Background
Frequent interaction with mental health professionals is required to screen, diagnose, and track mental health disorders. However, high costs and insufficient access can make frequent interactions difficult. The ability to assess a mental health disorder passively and at frequent intervals could be a useful complement to the conventional treatment. It may be possible to passively assess clinical symptoms with high frequency by characterizing speech alterations collected using personal smartphones or other wearable devices. The association between speech features and mental health disorders can be leveraged as an objective screening tool.
Objective
This study aimed to evaluate the performance of a model that predicts the presence of generalized anxiety disorder (GAD) from acoustic and linguistic features of impromptu speech on a larger and more generalizable scale than prior studies did.
Methods
A total of 2000 participants were recruited, and they participated in a single web-based session.
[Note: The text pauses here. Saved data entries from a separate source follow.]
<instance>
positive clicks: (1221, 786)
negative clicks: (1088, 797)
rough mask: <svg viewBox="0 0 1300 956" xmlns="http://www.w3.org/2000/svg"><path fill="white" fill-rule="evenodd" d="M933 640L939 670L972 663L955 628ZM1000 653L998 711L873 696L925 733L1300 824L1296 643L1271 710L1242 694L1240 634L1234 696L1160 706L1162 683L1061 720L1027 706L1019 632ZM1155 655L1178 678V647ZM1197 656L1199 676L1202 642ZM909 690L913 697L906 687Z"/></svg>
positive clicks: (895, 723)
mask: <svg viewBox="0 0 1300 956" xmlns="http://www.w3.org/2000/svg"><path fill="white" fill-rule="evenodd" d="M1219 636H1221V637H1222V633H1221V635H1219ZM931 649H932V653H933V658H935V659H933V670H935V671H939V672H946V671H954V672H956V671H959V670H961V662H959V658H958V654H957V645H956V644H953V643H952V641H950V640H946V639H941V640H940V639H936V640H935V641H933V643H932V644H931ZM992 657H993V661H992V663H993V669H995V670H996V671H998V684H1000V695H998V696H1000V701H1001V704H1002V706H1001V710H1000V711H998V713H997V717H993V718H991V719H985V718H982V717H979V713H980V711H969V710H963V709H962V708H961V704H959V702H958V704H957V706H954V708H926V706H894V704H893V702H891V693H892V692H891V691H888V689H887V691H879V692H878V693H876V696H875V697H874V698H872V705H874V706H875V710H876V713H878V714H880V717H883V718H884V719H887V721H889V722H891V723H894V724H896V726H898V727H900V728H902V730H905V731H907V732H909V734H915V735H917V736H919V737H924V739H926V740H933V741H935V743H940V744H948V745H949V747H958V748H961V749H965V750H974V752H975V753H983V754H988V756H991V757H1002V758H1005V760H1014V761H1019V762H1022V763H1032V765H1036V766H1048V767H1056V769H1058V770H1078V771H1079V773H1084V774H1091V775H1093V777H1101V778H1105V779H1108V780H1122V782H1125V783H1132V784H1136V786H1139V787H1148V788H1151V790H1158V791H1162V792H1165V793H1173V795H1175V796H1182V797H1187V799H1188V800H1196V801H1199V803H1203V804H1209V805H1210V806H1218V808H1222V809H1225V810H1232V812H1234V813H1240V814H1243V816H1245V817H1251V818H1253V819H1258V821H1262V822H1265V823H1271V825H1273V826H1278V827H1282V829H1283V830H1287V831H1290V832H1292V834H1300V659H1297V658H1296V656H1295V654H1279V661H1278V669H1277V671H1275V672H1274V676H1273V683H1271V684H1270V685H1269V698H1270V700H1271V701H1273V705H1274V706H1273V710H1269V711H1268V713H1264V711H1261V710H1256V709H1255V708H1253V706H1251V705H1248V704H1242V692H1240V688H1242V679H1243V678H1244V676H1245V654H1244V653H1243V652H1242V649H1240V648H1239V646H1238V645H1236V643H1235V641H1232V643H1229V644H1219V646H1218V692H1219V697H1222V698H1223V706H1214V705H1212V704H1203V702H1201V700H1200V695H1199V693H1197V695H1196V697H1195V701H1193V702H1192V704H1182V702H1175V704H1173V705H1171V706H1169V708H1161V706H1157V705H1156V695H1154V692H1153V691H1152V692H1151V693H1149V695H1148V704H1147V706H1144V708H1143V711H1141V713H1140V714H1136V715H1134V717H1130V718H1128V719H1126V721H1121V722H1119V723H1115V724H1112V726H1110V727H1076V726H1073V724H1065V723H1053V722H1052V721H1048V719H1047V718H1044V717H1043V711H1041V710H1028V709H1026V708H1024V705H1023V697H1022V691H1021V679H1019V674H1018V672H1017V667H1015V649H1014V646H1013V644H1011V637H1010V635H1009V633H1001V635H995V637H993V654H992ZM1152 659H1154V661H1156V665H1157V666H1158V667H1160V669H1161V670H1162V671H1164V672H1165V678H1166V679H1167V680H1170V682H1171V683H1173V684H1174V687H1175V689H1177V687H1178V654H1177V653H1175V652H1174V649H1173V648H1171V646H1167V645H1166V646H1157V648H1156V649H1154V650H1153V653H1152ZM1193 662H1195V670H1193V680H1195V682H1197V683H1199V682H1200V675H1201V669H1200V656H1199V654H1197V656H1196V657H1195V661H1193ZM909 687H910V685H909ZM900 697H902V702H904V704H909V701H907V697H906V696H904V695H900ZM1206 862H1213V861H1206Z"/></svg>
They completed the Generalized Anxiety Disorder-7 item scale assessment and provided an impromptu speech sample in response to a modified version of the Trier Social Stress Test. We used the linguistic and acoustic features that were found to be associated with anxiety disorders in previous studies along with demographic information to predict whether participants fell above or below the screening threshold for GAD based on the Generalized Anxiety Disorder-7 item scale threshold of 10. Separate models for each sex were also evaluated. We reported the mean area under the receiver operating characteristic (AUROC) from a repeated 5-fold cross-validation to evaluate the performance of the models.
Results
A logistic regression model using only acoustic and linguistic speech features achieved a significantly greater prediction accuracy than a random model did (mean AUROC 0.57, SD 0.03; P<.001). When separately assessing samples from female participants, we observed a mean AUROC of 0.55 (SD 0.05; P=.01). The model constructed from the samples from male participants achieved a mean AUROC of 0.57 (SD 0.07; P=.002). The mean AUROC increased to 0.62 (SD 0.03; P<.001) on the all-sample data set when demographic information (age, sex, and income) was included, indicating the importance of demographics when screening for anxiety disorders. The performance also increased for the female sample to a mean of 0.62 (SD 0.04; P<.001) when using demographic information (age and income). An increase in performance was not observed when demographic information was added to the model constructed from the male samples.
Conclusions
A logistic regression model using acoustic and linguistic speech features, which have been suggested to be associated with anxiety disorders in prior studies, can achieve above-random accuracy for predicting GAD. Importantly, the addition of basic demographic variables further improves model performance, suggesting a role for speech and demographic information to be used as automated, objective screeners of GAD.